The hours passed and the sun continued to shine. Around the time that Catherine was expected home the sky became overcast and I began to think that rain was not only imminent but would be here quickly. I told Chloe to head out to their house and take care of their laundry. A few minutes later I saw her coming back up the driveway.
She must have worked fast, I thought. For a second I was just a little proud of her.
Then she told me that she couldn’t reach the clothes pins and she wasn’t able to get any of the clothes down. That meant that I would have to go and help her.
Suddenly, folding the rich people’s laundry up the street didn’t seem like such a great idea.
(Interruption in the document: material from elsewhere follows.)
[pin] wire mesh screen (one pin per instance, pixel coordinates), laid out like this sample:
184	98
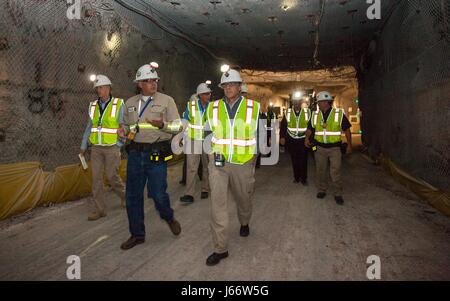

The thoughts that entered my head were absolutely appalling. Whose thoughts were these? They were so ugly.
As I walked towards their home with the slight drizzle coming down I talked with God. I could clearly see how selfish I was being, not to mention hypocritical. But something about this situation was making me feel lees than. No one was even around to look down on me but I felt lowly.
“Help me Lord, I don’t want to feel this, this sin; it’s just disgusting.
Take every thought captive to Jesus Christ – it was as if I was reading this verse right off the page.
So I did.
And then the feelings started to make sense. Satan was hard at work in my thought life.
It was a strange lesson for me. One minute I was thinking that something was perfectly fine for my daughter to do and the next I was feeling belittled by being called to do it myself. I recognized why God raised the laundry line just out of Chloe’s reach. It was a necessary lesson to show me how easily I allow satan to get a foothold in my life.
Sometimes being the parent all the time leads me to forget I am still His child and I should readily and humbly agree to whatever He asks. Chloe and I quickly yet cheerfully finished up our God-given task just in time for the sun to come back out.
And for a second I imagined it was my Father God shining His face upon me.